Editor’s Note: This blog is part of the larger
Foresight Africa 2015
project that aims to help policymakers and Africa watchers stay ahead of the trends and developments impacting the continent. You can read the full report
Right now, 1.2 billion people live in extreme poverty—on less than $1.25 a day. Half of them live in “fragile” states, and between now and 2030, that proportion will rise. Clearly, extreme poverty and fragility are inherently linked: Unlike other areas of the world where poverty has reduced dramatically, the absolute number of extreme poor in countries affected by conflict has remained roughly the same since 1990. Research shows resoundingly that issues such as weak governance, corruption and chronic underdevelopment contribute to both fragility and extreme poverty.
In 2015, the global community will come together to commit to the Sustainable Development Goals, successor to the landmark Millennium Development Goals. A chief goal: to end extreme poverty by 2030. If the world is to meet this ambitious goal, the fragile states conundrum must be tackled.
Take the Central African Republic (CAR), one of the most fragile, least developed and historically neglected countries in the world. The CAR has experienced a long history of violence, conflict and social fragmentation. Suffering from chronic underdevelopment and exploitive public rule, the nation has experienced five coups d’état since independence in 1960 and over 60 percent of its population lives in extreme poverty.
Successive humanitarian interventions in the CAR have failed to help propel the country towards a better future. Since 1997, 13 regional and international peacekeeping operations have been deployed to end violence and protect civilians; over this same period, short-term humanitarian assistance funds have been mobilized to meet immediate lifesaving needs. Crisis after crisis, short-term investments have not been reinforced by the long-term investments needed to address the root causes of violence, including socioeconomic and political inequalities between communities, corruption and lack of rule of law. In other words, no concerted efforts have been made to help the country break from its “fragility trap.”
This time can be different. If global investments can be sustained and correctly managed in the CAR, the response might serve as a model that can be replicated in other fragile states. To lay the foundations for early recovery and sustainable poverty alleviation in the CAR, three objectives must be met in 2015:
- Cycles of violence must be broken by protecting civilians at imminent risk while repairing divisions among the CAR’s tribes, communities, and religious and political groups. The most recent wave of violence, which began in 2012, has drawn new lines of division atop deeply seated grievances between and within communities. Rebels aligned with the Séléka coalition carried out widespread looting, rapes, killings and other human rights abuses, followed by violent reprisals and eventually ethno-religious cleansing efforts by “anti-Balaka” militia and other opportunist criminal elements.
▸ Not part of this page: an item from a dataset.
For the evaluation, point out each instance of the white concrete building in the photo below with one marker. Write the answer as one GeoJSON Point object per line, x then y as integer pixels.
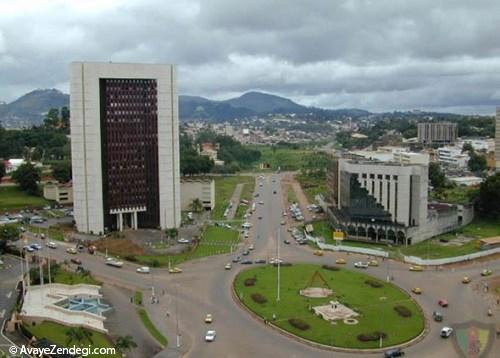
{"type": "Point", "coordinates": [197, 188]}
{"type": "Point", "coordinates": [124, 144]}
The country’s fragile social fabric has again been upended as intercommunal violence continues to this day, and many civilians live in constant fear for their lives and livelihoods.
- Political, peacekeeping and development efforts must be better coordinated, particularly around the political transition and disarmament, demobilization, reintegration and recovery (DDRR). The success of the political transition process will depend upon the degree to which it includes the views of all Central Africans from all sides of the political, religious and socio-economic spectrum, including refugees who have fled the country due to violence. Similarly, carefully and transparently planned economic recovery and livelihood interventions in locations of strategic importance for stabilization can help lay the groundwork for successful disarmament and demobilization by MINUSCA (United Nations Multidimensional Integrated Stabilization Mission in the Central African Republic), the U.N. peacekeeping mission in the CAR. But implementing the tasks in the correct order is crucial to success: the international community must plan, fund and execute the “RR” and “DD” simultaneously.
- Emergency humanitarian responses must adopt early recovery and resilience strategies now to re-orient programs in a way that addresses grievances within and between communities, rebuilds social cohesion and strengthens local leadership. Time and time again in the CAR, complex problems have been met with short-term solutions. Donors and humanitarian organizations must pursue a different course – response efforts should simultaneously mitigate conflict, meet basic human needs and lay the foundation for market-based economic recovery that prioritizes youth and agricultural recovery. Programs should have multi-year time horizons and adaptive management structures that support flexibility and impact-driven measurement.
Without a doubt, ending extreme poverty by 2030 will require tackling fragility traps. This means responding to crises smarter from the outset, and sequencing investments in a coordinated way. As we have learned from experience in other protracted crises, humanitarian tools alone will never solve the root causes of chronic vulnerability and fragility. Central African leaders and the international community have the responsibility and opportunity to get this CAR response right and lay the groundwork for a future nation that will be more inclusive and resilient for generations to come.
Note: This blog reflects the views of the authors only and does not reflect the views of the Africa Growth Initiative.